By Deanna C. White
On Thursday, June 8, in the wake of dismal job growth numbers and the looming economic crisis in Europe, President Barack Obama hosted a White House press conference to urge members of Congress to pass "in full" the "bipartisan" jobs plan he originally introduced in September 2011, and recent tax credits listed in his "job creating To-Do List for Congress
," to put more "Americans back to work."
In addition to what Republicans quickly pounced on as his perceived gaffe that the "private sector has been hiring at a solid pace," his emphasis on layoffs in state and local government, and the flagging construction industry, President Obama targeted the small business sector's role in creating jobs and, what he called, Congress' reluctance to pass the tax breaks that would allow small businesses to hire more workers.
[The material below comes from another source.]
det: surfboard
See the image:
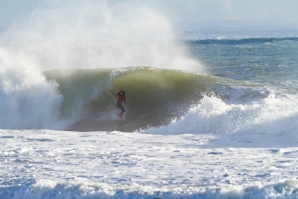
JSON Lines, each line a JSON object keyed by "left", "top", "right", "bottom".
{"left": 114, "top": 115, "right": 125, "bottom": 121}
"Instead of just talking a good game about job creators, Congress should give the small business owners that actually create most of the new jobs in America a tax break for hiring more workers," President Obama said.
So what are some of the "tax breaks," or tax credits, the President has proposed in recent months for small businesses? Do accounting professionals agree with his assessment that these tax credits will in fact spur hiring?
In May, President Obama introduced his latest salvo in the small business hiring skirmish, proposing a 10 percent tax credit tied to new hiring. According to Megan Slack's official White House blog
, "Nearly two million companies that make new hires or increase wages would receive a tax credit under the small business hiring income tax credit President Obama is calling on Congress to pass."
Slack's blog goes on to say the tax credit, the third item on President Obama's job-creating To-Do List for Congress, "would encourage more than $200 billion in new hiring and pay raises by providing a 10 percent income tax credit on wages added in 2012. The credit would be available to all companies, but would be capped at $500,000 per business to specifically spur small business hiring. And, companies that claim the credit would be able to do so on a quarterly basis, which means businesses would see tax relief sooner rather than later after making new hires."
According to the White House blog, "By providing targeted tax relief to the businesses that are expanding and making investments in their workforce, the Small Business Hiring Credit will grow the economy, create jobs, and strengthen the recovery. In fact, the Congressional Budget Office recently found that this type of targeted credit is the single most effective business tax option for boosting hiring and spurring economic growth."
But do accounting industry analysts agree?
Larry Evans, tax technical resource leader of Fargo, North Dakota-based Eide Bailly, LLP
, said President Obama's proposed tax credits for new hires may have an impact on small business owners whose companies are already booming, but he is skeptical the credits will impact the majority of businesses who are currently struggling.
"If I'm a small business owner and I don't have any new or expanding orders, I probably don't have a need for new personnel; therefore, these tax credits don't mean a whole lot to me," Evans said. "If I don't have the money coming in, I can't create a job and pay for that job with tax credits."
Evans acknowlegdes all business owners want tax breaks, but in reality, because of the nature of the way any proposed tax breaks or credits are structured, many small business owners can't take advantage of them because of restrictions. For example, in the case of the Small Business Health Care Tax Credit, Evans said the benefit simply didn't work because the administrative cost of going through the calculation versus the benefit received by the client didn't make economic sense.
Evans suggests Congress and the White House look at changes to tax issues related to financing small businesses to truly reinvigorate small businesses and stimulate hiring.
"Financing small business is a major issue, and it has been curtailed over the years through various tax law changes," Evans said. "If I was in a position to do something to help small business, I would rethink the passive loss rule. A great source of financing is from investment, but if investors suffer a loss and they can't take that loss on their tax returns, they are less likely to invest."
Evans said politicians should also consider reexamining how to allow dollars held in an IRA to be invested in an operating business without the possibility to create unrelated business income.
"If I invest in an operating business in my IRA, money earned is treated as unrelated business income; therefore, I'm not likely to consider using those dollars to finance a business," Evans said. "Right now there's a big pool of IRA money sitting out there ‒ a great source of potential funding for people to invest in a small business ‒ but people are unwilling to use it because of the ultimate cost."
Ultimately, Evans said, he believes small business owners would choose a reliable, uncomplicated, low-cost source of funding to grow their business and hire new employees over a tax credit any day.
"I think the majority of small business owners would say give me a source of funding where I don't have to go through all the red tape at the bank, and funding that I don't have to pay back immediately," Evans said. "That will increase my opportunity, my market, and my ability to hire more employees."